Cubs Have Made the Necessary Moves To Right the Ship

This article is from the archive of The New York Sun before the launch of its new website in 2022. The Sun has neither altered nor updated such articles but will seek to correct any errors, mis-categorizations or other problems introduced during transfer.

The New York Sun

Accustomed as they have been lately to operatic failure, it must come as a shock to Chicago Cubs fans to find that early in this off-season, the team has already done the three most important things it needed to do, and in a remarkably, perhaps even suspiciously, competent manner. They fired boneheaded skipper Dusty Baker and replaced him immediately with a qualified manager, Lou Piniella; they resigned free agent third baseman Aramis Ramirez to a reasonable contract, and they brought back pitcher Kerry Wood on an incentive-based contract that positions him to be the team’s closer this coming year. With its decade’s allotment of reasonable moves thus exhausted, the Cubs can no doubt be expected to trade ace Carlos Zambrano for Brian Bannister or something along those lines, but in the meantime, the team actually looks to be in good shape.

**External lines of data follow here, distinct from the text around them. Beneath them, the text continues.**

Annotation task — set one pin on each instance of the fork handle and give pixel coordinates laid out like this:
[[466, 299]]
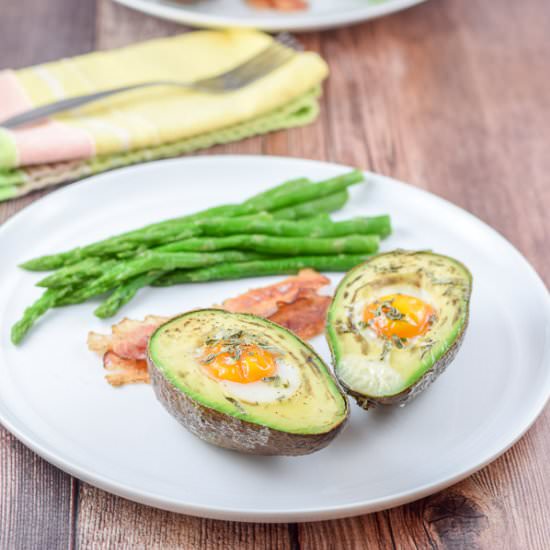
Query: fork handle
[[72, 102]]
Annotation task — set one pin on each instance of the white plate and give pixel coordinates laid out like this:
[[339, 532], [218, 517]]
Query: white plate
[[322, 14], [53, 396]]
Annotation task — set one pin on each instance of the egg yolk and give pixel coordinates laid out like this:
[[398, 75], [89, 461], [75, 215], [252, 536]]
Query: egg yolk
[[399, 315], [244, 364]]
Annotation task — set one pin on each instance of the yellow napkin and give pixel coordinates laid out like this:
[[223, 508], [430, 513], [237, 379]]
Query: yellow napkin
[[149, 123]]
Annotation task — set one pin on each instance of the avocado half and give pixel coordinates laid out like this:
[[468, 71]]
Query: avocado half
[[297, 411], [379, 369]]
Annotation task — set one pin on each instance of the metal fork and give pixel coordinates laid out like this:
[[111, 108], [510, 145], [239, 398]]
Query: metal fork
[[273, 56]]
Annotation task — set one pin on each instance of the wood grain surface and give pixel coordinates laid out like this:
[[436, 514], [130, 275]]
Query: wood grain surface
[[452, 96]]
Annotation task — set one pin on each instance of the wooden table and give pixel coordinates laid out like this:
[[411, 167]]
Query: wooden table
[[452, 96]]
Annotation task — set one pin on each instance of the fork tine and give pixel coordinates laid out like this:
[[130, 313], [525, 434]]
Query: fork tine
[[266, 64], [271, 57]]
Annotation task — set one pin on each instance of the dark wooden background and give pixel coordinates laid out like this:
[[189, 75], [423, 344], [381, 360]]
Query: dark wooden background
[[452, 96]]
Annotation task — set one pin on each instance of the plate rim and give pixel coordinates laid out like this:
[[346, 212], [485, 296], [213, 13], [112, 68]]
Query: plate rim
[[171, 12], [318, 513]]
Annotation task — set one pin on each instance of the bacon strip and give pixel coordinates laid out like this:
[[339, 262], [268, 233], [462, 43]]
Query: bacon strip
[[265, 301], [292, 303], [305, 316], [129, 338], [124, 371]]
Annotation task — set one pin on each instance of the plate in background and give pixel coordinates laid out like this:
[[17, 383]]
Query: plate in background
[[322, 14], [53, 396]]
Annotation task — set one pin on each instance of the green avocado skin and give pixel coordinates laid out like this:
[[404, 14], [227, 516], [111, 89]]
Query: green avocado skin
[[438, 367], [229, 432], [407, 395], [226, 430]]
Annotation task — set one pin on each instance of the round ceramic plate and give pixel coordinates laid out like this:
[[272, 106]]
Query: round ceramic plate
[[321, 14], [54, 398]]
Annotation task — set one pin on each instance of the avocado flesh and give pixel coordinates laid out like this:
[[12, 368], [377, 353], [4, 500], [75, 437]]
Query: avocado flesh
[[374, 369], [316, 407]]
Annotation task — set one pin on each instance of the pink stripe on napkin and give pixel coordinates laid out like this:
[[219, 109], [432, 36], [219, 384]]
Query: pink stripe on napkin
[[44, 142]]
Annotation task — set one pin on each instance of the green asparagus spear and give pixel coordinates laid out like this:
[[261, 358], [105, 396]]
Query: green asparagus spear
[[275, 266], [35, 311], [311, 227], [76, 274], [281, 246], [309, 192], [124, 293], [283, 188], [151, 261], [163, 232], [330, 203]]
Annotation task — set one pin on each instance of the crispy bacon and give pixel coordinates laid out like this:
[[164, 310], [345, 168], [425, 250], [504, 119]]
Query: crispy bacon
[[265, 301], [129, 338], [124, 371], [293, 303], [305, 316]]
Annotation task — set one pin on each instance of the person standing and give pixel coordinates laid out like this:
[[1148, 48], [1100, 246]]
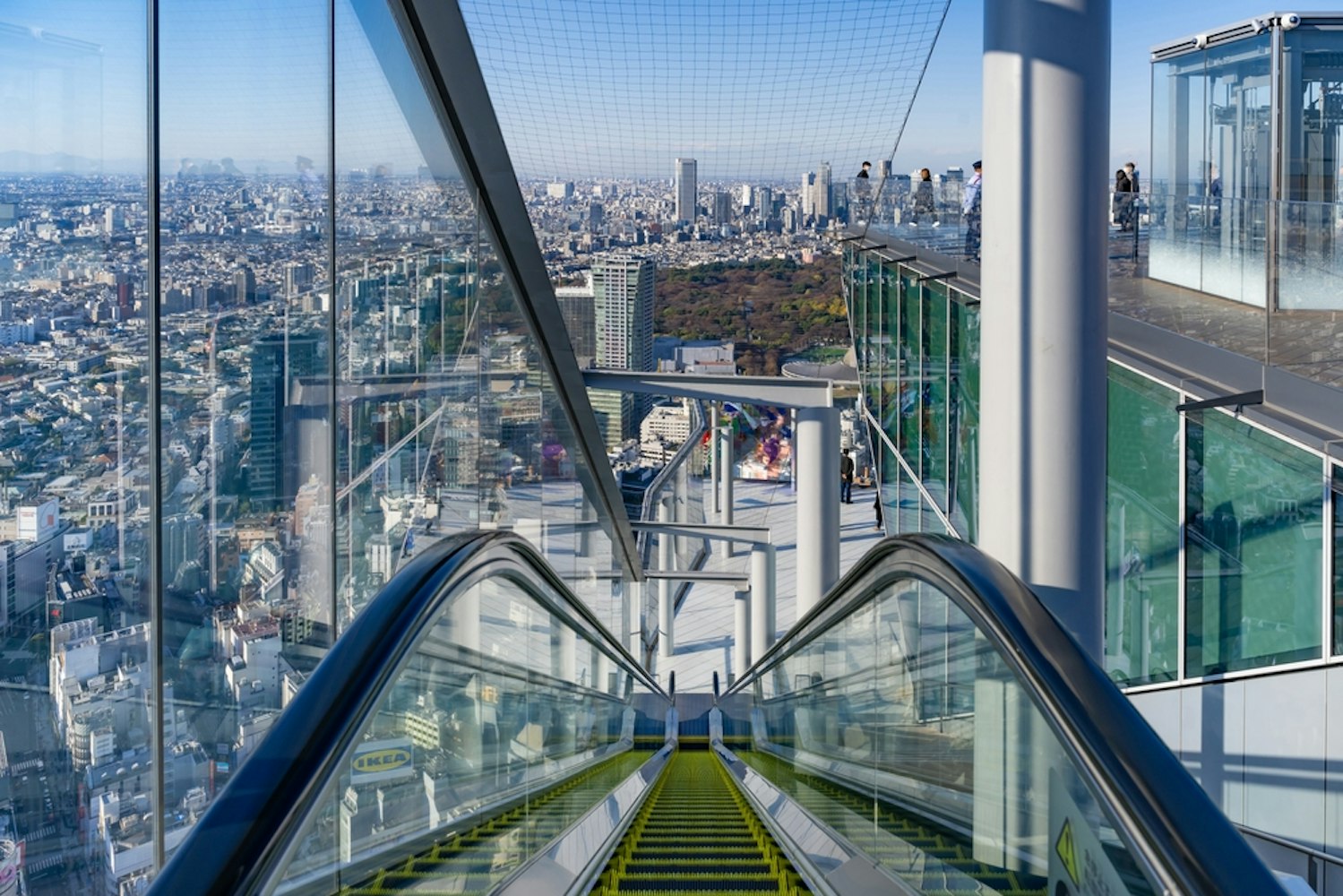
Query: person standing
[[973, 209], [863, 191], [845, 477], [925, 204], [1123, 198]]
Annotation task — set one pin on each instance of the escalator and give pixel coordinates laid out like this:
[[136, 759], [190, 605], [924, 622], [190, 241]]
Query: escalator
[[928, 728], [696, 833]]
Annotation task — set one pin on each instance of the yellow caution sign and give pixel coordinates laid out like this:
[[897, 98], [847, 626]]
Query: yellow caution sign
[[1066, 850]]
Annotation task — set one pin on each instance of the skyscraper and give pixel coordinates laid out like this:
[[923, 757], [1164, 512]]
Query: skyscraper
[[686, 188], [622, 297], [823, 196], [276, 362], [721, 207], [576, 306], [807, 196]]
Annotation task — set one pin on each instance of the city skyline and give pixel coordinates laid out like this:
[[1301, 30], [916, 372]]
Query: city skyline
[[226, 62]]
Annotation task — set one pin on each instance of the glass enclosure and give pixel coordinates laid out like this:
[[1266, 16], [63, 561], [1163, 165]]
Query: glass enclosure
[[344, 378], [1225, 218], [919, 341]]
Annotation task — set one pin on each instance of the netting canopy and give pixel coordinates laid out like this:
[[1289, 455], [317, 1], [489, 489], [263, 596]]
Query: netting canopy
[[753, 90]]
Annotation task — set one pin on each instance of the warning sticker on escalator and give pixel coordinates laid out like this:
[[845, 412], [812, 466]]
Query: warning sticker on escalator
[[1077, 861]]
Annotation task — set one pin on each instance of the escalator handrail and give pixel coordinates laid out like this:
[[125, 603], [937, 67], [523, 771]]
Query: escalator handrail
[[1146, 785], [245, 831]]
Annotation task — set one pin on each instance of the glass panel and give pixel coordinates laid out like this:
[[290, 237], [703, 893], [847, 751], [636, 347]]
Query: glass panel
[[1141, 544], [77, 711], [904, 729], [245, 358], [1253, 547], [911, 406], [936, 413], [1337, 500], [501, 728], [891, 363], [1310, 241], [874, 335], [963, 441]]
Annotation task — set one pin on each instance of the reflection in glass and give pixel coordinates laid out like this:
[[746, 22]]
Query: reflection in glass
[[1253, 547], [504, 724], [77, 702], [906, 731], [1211, 153], [963, 440], [1141, 544]]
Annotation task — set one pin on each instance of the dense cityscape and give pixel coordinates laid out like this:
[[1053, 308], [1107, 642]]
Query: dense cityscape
[[423, 328]]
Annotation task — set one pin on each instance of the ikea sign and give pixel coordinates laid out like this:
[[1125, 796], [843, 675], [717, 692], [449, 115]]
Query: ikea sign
[[377, 761]]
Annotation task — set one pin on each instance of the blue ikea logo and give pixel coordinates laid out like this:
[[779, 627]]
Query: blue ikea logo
[[379, 761]]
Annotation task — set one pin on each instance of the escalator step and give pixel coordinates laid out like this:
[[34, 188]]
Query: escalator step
[[696, 833]]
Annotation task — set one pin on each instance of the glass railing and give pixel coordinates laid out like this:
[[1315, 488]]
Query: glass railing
[[477, 704], [935, 719], [1260, 279], [675, 495]]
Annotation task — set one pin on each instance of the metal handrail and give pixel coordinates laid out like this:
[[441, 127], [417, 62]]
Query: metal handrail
[[1178, 828], [239, 841], [651, 495]]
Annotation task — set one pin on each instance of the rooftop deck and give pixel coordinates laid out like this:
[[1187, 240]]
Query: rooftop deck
[[704, 624]]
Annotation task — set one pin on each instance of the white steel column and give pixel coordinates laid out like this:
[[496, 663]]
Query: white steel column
[[742, 632], [1042, 429], [716, 500], [817, 447], [762, 598], [726, 471], [667, 611], [633, 633]]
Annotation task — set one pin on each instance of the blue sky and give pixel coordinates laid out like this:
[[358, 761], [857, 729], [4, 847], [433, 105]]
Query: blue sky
[[247, 80], [944, 124]]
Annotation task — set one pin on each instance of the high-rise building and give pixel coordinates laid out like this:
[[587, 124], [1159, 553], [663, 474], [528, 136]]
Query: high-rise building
[[763, 203], [721, 207], [686, 188], [245, 285], [622, 293], [807, 195], [276, 362], [622, 300], [823, 196], [576, 306], [298, 277]]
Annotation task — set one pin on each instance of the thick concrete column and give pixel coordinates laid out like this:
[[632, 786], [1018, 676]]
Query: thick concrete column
[[817, 445], [1042, 426], [762, 598], [465, 619], [726, 471], [681, 493], [742, 634], [633, 619], [667, 608]]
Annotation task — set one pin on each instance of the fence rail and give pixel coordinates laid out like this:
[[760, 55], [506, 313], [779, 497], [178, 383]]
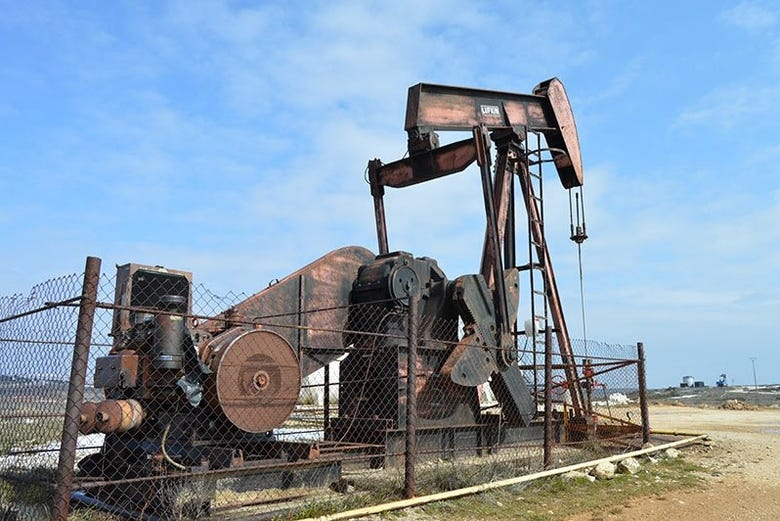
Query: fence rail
[[289, 411]]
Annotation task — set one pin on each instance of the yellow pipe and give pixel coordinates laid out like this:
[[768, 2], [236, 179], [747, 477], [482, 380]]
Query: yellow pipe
[[406, 503], [678, 433]]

For readers who recall I was hardly enthused about the possibility of Piniella managing the Yankees — I called him a blowhard and a fraud, among other things — praise for him might seem a bit surprising. What’s changed since then? Nothing’s changed about the man. I remain unimpressed by Piniella’s tenure in Tampa Bay, where he seemed to be surprised to find himself managing a team full of prospects and washouts, and I remain unimpressed by how little he ultimately managed to do with some staggeringly talented teams in Seattle. What’s changed is the situation. Piniella may be a fraud, but he’s much less of one than the man he’s replacing. The bar is simply lower in Chicago than it is in New York.

Dusty Baker was incapable of resisting things like refraining from playing utility men full time over better options, or blaming his team’s woes on their lack of a left-handed batting practice pitcher. Piniella’s reputation is inflated, but he’s a competent major league manager who will play his best players and put some effort into motivating and leading them, rather than sulking and moping about the unfairness of life. There’s also probably something to the idea that it’s wise to replace a failed manager with someone who has the opposite style, and Piniella’s fiery ways are clearly the opposite of Baker’s laid-back style. For the Cubs, this was a good move.

The next most important item on the team’s agenda this winter was retaining Ramirez, a 28-year-old third baseman who’s been, since he came to Chicago in 2003, one of the best righthanded power hitters in baseball, and was probably the best position player on the market this year. Signing him for five years at a bit over $14 million annually was something the team simply had to do — doing what must be done has not always been the Cubs’ strength, though. There are holes in Ramirez’s game — he’s not the most durable player in the game and he’s an occasionally indifferent and often inept fielder — but with him, Zambrano, and first baseman Derrek Lee, the Cubs have a base of star talent to rival that of any team in the National League, the sort that could allow them to make a quick turnaround after a disastrous season. Applaud the team for making the obvious move and managing not to botch it.

Finally, the team is keeping Wood, which could prove as important as either of these other two moves. He’s been an enormous disappointment over the years, mainly because he couldn’t stay healthy, but a lot of that has to be laid at the team’s feet. Between rushing him back from various injuries, overpitching him when he was healthy, and refusing to see that he’s simply incapable of handling the workload of a starter, they did him no favors. Bringing him back as a starter is a clear sign that they recognize the mistakes they’ve made and are now less focused on the unrealistic goal of turning him into a perennial ace starter and more focused on getting the best possible pitching out of him, which they will now that he’s a reliever. In 2005, when he pitched out of the bullpen while injured (the team was chasing phantasmal hopes for the wild card), he was brilliant in 11 games, during which he ran up a 2.25 ERA and looked like the second coming of Goose Gossage. Wood’s arm woes through the years haven’t deprived him of any of his stuff, they’ve just affected his ability to throw more than 40 or so pitches at a time. If he’s managed well — and Baker, fixated on turning Wood into Nolan Ryan, wasn’t going to do it — he can be the best closer in the league, and a star to add to the team’s already impressive core.

The Cubs are not a true 96-loss team. They played last year with possibly the worst manager in the game making horrific personnel decisions, with a bad closer, and without Lee for most of the year. Marginal competence from the bench and health from their key players should return them to .500; another couple of uncharacteristically good decisions could put them right on top of a division that may have produced the World Series winner this year, but didn’t produce an 85-win team. Or not. They are, after all, the Cubs.